For me, the most poignant scene of the book occurs when Ms. Skloot takes two of Henrietta’s children, Deborah and Zakariyya, to meet Christoph Lengauer, a researcher at Johns Hopkins. Lengauer shows them a freezer full of HeLa cells, and invites them to hold a HeLa vial, and then to inspect some HeLa cells under a microscope. Here we see how, even after extensive dealings with Ms. Skloot, there is still so little Deborah and Zakariyya actually understand. Christoph spends a half hour drawing diagrams and explaining basic cell biology. He explains DNA. Deborah is relieved. She thought she’d be cursed with immortality.  “So we don’t have the thing that made her cells grow forever? Now you tell me, after all those years!”

Christoph suggests that Henrietta’s heirs should get the money from the research. He points out that ‘when oil is found on a person’s property, it doesn’t automatically belong to them, but they do get a portion of the profits.’

I don’t think the two situations compare. When oil is extracted from a person’s property, the extraction harms the property value.  Without some compensation, the owner suffers a loss. Whereas when cancer cells are extracted from a person’s body, the loss of those cells is ultimately the patient’s gain.

Though I differ from  Christoph’s point of view, I very much admire his actions. As I see it, the Lacks children deserved…exactly what he gave them. They deserve to live in a world where they are treated with respect. They deserve as much information about their mother’s cells as they can possibly understand. But do they deserve a percentage of the profits from every HeLa experiment that went right? If so, should they reach into their pockets for the hundreds of experiments contaminated with HeLa cells that went wrong? I don’t think so.
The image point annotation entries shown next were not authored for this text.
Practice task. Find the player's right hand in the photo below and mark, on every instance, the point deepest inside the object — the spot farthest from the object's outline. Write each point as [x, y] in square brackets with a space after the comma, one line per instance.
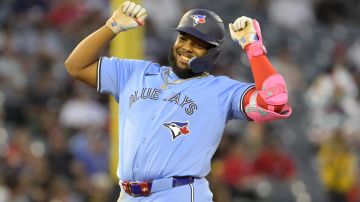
[128, 16]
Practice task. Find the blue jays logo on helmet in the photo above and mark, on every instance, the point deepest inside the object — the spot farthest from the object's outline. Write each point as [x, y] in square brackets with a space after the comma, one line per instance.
[198, 19]
[178, 128]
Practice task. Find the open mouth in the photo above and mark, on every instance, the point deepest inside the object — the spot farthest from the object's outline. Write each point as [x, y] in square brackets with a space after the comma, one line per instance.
[183, 58]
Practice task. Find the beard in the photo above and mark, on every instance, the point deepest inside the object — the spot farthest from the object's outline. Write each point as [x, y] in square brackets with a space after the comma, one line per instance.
[180, 72]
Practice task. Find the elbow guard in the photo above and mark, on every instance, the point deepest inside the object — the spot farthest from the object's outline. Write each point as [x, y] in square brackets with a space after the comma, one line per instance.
[273, 92]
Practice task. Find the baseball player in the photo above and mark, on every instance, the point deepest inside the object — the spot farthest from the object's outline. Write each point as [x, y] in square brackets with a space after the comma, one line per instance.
[172, 117]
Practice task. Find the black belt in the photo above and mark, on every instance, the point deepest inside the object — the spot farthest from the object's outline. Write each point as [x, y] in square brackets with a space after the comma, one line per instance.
[145, 188]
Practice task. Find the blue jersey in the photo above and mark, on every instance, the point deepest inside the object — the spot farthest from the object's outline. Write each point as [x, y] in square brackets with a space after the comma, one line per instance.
[168, 132]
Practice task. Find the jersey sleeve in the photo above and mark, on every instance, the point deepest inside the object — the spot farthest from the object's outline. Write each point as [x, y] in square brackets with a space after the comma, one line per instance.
[231, 96]
[113, 74]
[236, 107]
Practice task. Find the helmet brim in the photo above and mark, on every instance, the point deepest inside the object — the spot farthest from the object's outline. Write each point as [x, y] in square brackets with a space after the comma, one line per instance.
[196, 33]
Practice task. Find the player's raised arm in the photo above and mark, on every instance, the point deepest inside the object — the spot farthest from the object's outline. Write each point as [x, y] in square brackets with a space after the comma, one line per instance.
[269, 101]
[82, 62]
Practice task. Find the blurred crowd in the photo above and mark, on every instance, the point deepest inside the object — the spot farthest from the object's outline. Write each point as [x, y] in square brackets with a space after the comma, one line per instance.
[54, 134]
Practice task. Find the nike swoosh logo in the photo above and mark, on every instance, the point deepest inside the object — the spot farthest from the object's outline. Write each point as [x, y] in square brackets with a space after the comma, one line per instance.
[150, 74]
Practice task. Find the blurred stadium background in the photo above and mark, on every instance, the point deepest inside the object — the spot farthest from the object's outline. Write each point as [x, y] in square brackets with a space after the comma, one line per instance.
[54, 131]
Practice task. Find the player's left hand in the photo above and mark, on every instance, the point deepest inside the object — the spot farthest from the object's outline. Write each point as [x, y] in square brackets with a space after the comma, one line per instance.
[245, 31]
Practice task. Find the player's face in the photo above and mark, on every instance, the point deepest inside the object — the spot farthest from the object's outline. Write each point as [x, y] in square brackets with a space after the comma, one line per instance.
[187, 47]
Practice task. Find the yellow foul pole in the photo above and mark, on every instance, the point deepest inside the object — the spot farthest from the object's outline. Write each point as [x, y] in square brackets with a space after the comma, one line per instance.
[129, 45]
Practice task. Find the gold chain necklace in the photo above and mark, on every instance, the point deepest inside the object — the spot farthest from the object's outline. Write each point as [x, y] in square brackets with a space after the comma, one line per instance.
[165, 75]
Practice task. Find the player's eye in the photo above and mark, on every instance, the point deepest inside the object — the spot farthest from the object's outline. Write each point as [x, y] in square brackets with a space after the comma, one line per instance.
[200, 46]
[182, 38]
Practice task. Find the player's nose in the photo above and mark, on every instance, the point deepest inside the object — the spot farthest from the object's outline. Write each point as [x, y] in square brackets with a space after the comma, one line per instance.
[187, 46]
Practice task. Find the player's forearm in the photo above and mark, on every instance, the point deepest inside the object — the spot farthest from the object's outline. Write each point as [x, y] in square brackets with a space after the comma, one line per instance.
[261, 69]
[88, 50]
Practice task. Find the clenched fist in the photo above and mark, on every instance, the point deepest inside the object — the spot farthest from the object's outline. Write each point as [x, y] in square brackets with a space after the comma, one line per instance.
[246, 32]
[128, 16]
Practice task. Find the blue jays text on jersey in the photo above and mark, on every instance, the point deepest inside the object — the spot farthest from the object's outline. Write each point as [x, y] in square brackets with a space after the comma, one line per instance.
[153, 93]
[170, 132]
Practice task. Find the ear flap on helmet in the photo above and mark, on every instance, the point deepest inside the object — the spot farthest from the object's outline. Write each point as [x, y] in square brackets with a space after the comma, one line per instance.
[206, 62]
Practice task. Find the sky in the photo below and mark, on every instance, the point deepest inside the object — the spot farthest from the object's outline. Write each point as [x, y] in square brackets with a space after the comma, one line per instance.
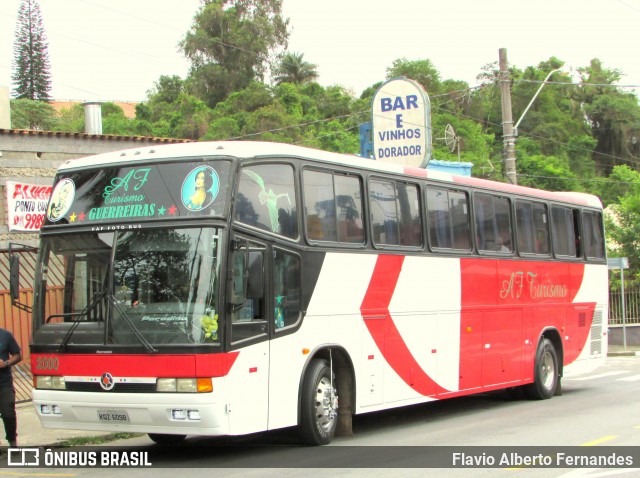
[108, 50]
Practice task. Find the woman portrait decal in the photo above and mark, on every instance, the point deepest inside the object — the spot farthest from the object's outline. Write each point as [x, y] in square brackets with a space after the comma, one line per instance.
[61, 199]
[200, 188]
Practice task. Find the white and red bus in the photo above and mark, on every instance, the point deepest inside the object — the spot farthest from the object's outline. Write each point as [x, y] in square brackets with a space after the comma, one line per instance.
[235, 287]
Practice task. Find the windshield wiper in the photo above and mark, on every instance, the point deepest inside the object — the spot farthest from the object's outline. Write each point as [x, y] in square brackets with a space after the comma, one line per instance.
[123, 313]
[76, 322]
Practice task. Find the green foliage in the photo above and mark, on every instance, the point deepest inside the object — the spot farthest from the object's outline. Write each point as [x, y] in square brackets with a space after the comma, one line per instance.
[31, 71]
[294, 69]
[32, 114]
[230, 44]
[623, 222]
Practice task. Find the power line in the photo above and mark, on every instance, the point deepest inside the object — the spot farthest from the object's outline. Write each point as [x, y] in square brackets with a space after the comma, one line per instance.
[580, 84]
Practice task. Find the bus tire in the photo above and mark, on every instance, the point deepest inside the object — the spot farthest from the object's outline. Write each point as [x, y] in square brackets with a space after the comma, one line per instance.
[166, 439]
[318, 405]
[545, 373]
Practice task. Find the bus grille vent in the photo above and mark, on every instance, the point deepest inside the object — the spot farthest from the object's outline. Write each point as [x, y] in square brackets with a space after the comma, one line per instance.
[596, 333]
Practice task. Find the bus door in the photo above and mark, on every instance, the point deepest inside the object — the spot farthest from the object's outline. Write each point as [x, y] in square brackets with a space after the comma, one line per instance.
[247, 384]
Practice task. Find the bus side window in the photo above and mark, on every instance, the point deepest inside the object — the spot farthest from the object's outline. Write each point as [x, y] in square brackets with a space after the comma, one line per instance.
[564, 234]
[287, 286]
[593, 235]
[246, 295]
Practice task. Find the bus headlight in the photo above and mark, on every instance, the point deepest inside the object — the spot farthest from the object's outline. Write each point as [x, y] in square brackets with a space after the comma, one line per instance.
[184, 385]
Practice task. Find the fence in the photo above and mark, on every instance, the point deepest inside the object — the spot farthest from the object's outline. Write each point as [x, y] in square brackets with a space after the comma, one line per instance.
[632, 307]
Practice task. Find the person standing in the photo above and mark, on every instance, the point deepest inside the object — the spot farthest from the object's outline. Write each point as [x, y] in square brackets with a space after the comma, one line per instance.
[10, 354]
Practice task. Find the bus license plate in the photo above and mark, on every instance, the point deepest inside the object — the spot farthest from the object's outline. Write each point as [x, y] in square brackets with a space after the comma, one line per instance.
[114, 416]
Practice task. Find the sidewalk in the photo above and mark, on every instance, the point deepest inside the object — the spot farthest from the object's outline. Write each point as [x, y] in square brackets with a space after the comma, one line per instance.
[31, 433]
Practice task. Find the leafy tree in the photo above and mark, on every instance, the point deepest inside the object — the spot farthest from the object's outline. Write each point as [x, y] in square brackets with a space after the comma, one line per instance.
[294, 69]
[422, 71]
[230, 45]
[32, 114]
[161, 99]
[623, 223]
[614, 116]
[31, 76]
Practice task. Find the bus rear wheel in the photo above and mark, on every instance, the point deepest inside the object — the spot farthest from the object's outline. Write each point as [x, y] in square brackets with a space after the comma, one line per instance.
[166, 439]
[545, 372]
[319, 405]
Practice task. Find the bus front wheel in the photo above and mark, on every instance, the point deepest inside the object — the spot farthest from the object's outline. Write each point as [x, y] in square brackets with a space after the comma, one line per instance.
[545, 372]
[319, 405]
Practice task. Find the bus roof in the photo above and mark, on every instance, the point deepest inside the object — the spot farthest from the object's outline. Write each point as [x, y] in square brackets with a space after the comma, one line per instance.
[257, 149]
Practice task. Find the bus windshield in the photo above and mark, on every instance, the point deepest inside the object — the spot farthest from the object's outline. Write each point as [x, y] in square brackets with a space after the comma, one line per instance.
[140, 288]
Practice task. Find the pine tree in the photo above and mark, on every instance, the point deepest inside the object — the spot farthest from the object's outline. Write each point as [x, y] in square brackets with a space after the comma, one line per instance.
[31, 76]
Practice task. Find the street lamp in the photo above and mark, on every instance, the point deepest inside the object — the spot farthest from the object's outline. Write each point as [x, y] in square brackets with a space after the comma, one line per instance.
[515, 128]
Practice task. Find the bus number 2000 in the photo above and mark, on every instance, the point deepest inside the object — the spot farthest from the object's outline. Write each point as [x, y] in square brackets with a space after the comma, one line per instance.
[47, 363]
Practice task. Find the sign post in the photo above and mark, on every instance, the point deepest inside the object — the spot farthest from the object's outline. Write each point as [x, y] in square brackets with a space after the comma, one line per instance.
[401, 114]
[621, 263]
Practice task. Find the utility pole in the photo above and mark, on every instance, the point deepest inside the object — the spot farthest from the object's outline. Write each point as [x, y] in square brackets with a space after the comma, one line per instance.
[509, 138]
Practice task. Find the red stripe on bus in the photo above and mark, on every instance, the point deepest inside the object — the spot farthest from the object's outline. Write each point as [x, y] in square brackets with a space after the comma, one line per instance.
[126, 365]
[375, 312]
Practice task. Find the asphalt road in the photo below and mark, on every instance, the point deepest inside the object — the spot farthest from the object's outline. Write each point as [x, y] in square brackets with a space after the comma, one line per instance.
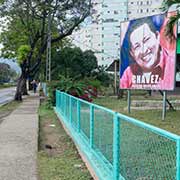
[7, 95]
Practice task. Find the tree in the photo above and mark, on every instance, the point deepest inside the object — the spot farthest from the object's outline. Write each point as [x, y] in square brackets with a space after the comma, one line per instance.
[72, 62]
[27, 22]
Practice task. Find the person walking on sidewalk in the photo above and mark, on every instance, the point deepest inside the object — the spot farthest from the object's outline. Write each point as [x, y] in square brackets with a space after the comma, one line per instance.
[34, 84]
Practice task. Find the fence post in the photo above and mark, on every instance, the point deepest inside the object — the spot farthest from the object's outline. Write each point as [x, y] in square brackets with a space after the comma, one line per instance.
[116, 147]
[91, 126]
[178, 159]
[78, 116]
[56, 99]
[70, 109]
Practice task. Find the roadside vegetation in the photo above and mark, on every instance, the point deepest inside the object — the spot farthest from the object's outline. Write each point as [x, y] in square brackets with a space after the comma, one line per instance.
[58, 158]
[6, 109]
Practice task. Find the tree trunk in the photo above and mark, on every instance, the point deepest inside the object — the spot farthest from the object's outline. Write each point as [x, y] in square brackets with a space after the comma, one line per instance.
[19, 89]
[24, 87]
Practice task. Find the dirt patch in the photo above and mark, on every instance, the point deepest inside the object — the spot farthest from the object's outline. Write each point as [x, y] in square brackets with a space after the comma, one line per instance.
[53, 142]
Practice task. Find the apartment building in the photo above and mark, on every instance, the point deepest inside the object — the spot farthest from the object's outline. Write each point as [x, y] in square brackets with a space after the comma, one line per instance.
[101, 33]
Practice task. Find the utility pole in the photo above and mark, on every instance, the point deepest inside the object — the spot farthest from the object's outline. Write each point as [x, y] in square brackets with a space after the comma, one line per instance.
[48, 53]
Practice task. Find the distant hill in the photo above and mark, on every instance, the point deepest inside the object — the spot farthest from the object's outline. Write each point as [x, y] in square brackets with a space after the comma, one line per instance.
[12, 63]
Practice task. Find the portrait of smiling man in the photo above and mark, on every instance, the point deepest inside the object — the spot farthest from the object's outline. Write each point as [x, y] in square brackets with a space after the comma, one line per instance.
[151, 66]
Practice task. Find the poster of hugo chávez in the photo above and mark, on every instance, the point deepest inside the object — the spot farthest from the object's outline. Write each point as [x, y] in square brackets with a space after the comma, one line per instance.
[147, 54]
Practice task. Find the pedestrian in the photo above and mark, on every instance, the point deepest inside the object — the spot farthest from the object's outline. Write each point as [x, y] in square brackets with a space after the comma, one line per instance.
[34, 84]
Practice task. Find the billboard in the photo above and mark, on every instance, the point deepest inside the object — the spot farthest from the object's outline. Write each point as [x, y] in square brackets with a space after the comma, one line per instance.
[147, 54]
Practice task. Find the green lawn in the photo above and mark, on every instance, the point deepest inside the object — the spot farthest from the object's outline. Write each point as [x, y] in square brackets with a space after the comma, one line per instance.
[62, 162]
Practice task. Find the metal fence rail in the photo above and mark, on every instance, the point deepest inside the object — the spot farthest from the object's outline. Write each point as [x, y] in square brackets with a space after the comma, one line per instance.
[117, 146]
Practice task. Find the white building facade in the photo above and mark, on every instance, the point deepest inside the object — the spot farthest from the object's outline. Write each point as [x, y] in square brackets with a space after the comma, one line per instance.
[102, 35]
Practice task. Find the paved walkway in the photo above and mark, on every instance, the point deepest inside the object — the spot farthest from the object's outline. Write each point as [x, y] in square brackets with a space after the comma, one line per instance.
[19, 142]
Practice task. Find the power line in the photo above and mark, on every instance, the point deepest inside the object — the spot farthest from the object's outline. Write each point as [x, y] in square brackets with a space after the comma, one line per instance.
[91, 48]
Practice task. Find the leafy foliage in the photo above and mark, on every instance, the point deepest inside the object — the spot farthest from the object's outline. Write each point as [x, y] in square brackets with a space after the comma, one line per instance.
[27, 23]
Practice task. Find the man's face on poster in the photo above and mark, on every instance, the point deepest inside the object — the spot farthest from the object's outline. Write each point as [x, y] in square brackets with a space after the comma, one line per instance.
[145, 47]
While the book itself charmed me, the afterword scared me. Apparently, “there are a growing number of activists—ethicists, lawyers, doctors and patients—arguing cases and pushing for new regulations that would grant people the right to control their own tissues.”

Here’s my problem with that: after living over twenty years with multiple sclerosis, I can tell you that as much as I would like the right to control my own tissues, I have made the painful discovery that my tissues have a mind of their own. Without medical intervention, my T-cells would continue to attack the cells in my central nervous system, and I’d be out of luck.

Maybe these people complaining about their rights are still healthy. I have news for them. “Their own tissues” are going to betray them some day. And where’s the first place they will turn? They won’t turn to their lawyer. They will turn to their doctor.